RV parks in Fort Myers welcome you for the ultimate Florida escape.
Bracketing more than 50 miles of sublime, white sandy coastline and exuding all the carefree attitude of an “it’s-always-summer-here” destination town, Fort Myers is the place to rest, relax and roll in the surf. The mighty Caloosahatchee River cuts through this buzzing county seat, emptying into the Gulf of Mexico by way of Cape Coral and the buffet of islands that dot the Fort Myers coastline.
Water defines the entire region, and so it’s no surprise that at the top of the list of things to do here you’ll find some of the best scuba diving, fishing, kayaking, swimming and dolphin watching in Southern Florida.
Roughly two hours from both Tampa to the north and Miami to the southeast, Fort Myers represents a happy medium between a charming seaside town and the big city. Visitors will find a relaxed summer resort pace coupled with a massive selection of amazing seafood restaurants, top-flight museums and all the amenities of a large metropolitan area. In short, there’s always something to do—no matter what your interests are.
For outdoor enthusiasts, Fort Myers is bursting with activity and recreational hotspots. With more than 50 miles of pristine Gulf coastline and white sandy beaches, it’s akin to paradise for those looking to boat, swim, fish, kayak, scuba dive and dolphin watch.
Fort Myers Beach in particular is a treat to stroll and explore, while day trips to the nearby islands of Sanibel and Captiva unlock idyllic tropical treasure troves full of pelicans, seashells and sandcastles.

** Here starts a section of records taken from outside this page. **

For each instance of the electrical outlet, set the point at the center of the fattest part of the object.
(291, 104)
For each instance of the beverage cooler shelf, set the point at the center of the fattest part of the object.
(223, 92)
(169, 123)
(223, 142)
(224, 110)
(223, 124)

And if you’re looking really to escape into the quintessential Florida wetland, the Six Mile Cypress Slough Preserve is just a few miles outside of the downtown core and offers guests a chance to see alligators, turtles and migrating birds from the vantage point of an elevated boardwalk that snakes through the cypress hammock and canopy.
Fort Myers Museums
When you’re done with the sun, need a break from the water or are simply craving a change of pace, Fort Myers is home to a fantastic one-two punch for museum explorers: The Southwest Florida Museum of History and the winter estates of Henry Ford and Thomas Edison will enthrall history buffs and delight even the most reluctant of museum visitors.

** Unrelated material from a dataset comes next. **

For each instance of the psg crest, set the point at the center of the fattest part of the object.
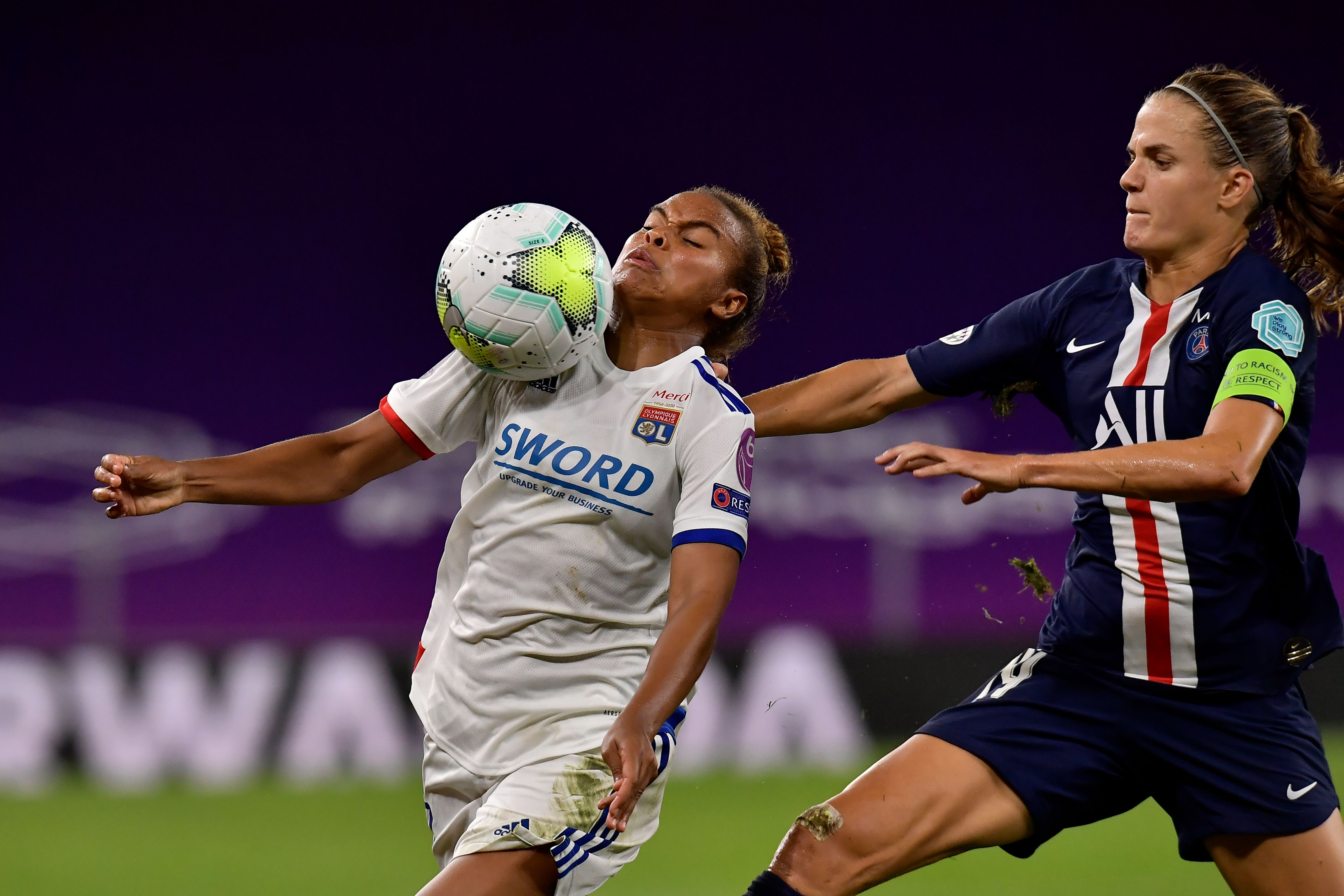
(1198, 343)
(656, 425)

The Southwest Florida Museum of History, centrally located near the southern banks of the Caloosahatchee River, is full of everything from wooly mammoths and World War II fighter jets to iron lungs and even a model of the original Fort Myers, built in 1850. Those with small children will also want to check out the Imaginarium Science Center—right next door to the Museum of History and a natural extension that’s geared specifically for kids 10 and under. It specializes in stimulating hands-on educational activities, and always has a good selection of world-class travelling exhibits on display.

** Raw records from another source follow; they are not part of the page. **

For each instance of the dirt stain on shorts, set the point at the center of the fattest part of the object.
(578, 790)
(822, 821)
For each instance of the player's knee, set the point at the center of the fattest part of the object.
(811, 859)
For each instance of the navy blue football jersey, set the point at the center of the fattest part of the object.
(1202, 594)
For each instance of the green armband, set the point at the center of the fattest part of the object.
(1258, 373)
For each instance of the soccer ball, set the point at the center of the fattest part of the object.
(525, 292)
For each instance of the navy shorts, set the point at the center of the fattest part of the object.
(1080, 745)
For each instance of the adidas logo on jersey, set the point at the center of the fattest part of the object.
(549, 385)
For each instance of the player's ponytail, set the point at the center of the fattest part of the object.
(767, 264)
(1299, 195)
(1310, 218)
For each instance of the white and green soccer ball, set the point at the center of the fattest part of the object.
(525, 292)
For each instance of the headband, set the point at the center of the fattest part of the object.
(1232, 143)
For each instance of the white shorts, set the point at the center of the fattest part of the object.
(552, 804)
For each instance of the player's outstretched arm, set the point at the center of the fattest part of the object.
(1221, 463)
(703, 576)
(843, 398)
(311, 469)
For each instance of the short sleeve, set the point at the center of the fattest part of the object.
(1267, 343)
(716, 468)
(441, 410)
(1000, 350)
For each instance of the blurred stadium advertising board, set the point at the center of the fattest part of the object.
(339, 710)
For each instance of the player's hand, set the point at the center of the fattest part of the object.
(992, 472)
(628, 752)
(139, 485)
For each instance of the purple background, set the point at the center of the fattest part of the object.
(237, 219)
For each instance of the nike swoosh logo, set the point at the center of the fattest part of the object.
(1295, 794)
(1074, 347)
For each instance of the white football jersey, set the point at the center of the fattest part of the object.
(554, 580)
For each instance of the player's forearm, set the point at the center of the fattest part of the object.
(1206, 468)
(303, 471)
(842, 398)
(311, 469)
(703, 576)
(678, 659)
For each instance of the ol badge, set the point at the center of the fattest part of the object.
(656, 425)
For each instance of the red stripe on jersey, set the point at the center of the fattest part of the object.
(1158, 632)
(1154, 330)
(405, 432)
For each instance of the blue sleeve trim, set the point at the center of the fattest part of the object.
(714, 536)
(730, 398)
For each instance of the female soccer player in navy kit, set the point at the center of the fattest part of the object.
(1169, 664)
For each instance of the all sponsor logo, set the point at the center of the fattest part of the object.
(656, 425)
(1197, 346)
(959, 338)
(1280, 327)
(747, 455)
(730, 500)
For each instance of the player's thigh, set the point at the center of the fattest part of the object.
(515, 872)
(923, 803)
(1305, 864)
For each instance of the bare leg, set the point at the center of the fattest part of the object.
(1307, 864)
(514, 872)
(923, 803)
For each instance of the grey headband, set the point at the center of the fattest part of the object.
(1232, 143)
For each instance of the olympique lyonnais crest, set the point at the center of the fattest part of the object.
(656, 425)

The Ford and Edison winter estates, for their part, might be one of the most popular attractions for tourists in all of Fort Myers. Just a few blocks down the street from the Museum of History, perched directly on the shores of the Caloosahatchee River and spread across a grand collection of painstakingly restored buildings and gardens, they house and display a massive collection of inventions, artifacts and galleries from the lives of both pioneering American icons. Even the giant ficus tree—planted nearly 100 years ago by Ford, Edison and Harvey Firestone in an attempt to find a cheaper alternative to rubber production—still stands tall here.
Seeing the Light
Finally, there’s the Edison Festival of Light, a treat for anyone who happens to be passing through Fort Myers near the beginning of February. Running for nearly two weeks (to celebrate Edison’s birthday) the Festival includes antique car shows, live music, an abundance of parades and what’s likely the most riveting and spectacular science fair on the planet.
Nowadays, it’s hard to believe that Fort Myers began life as a small military settlement in the early 19th century, only growing into the bustling coastal township that it is today because a handful of families took over its abandoned barracks in 1876.
Far from showing signs of age or the remoteness of a once-abandoned military outpost, visitors to Fort Myers today will find an embarrassment of riches serving a variety of interests. From family-friendly beachfront restaurants and charming hole-in-the-wall eateries, to eco-tourism airboat tours and guided wetland walks, the town has something for everybody.
Whether you’re looking for a spot to relax and escape, hunt and fish, or hit the fairways, Fort Myers will surprise and reward visitors of all ages and interests.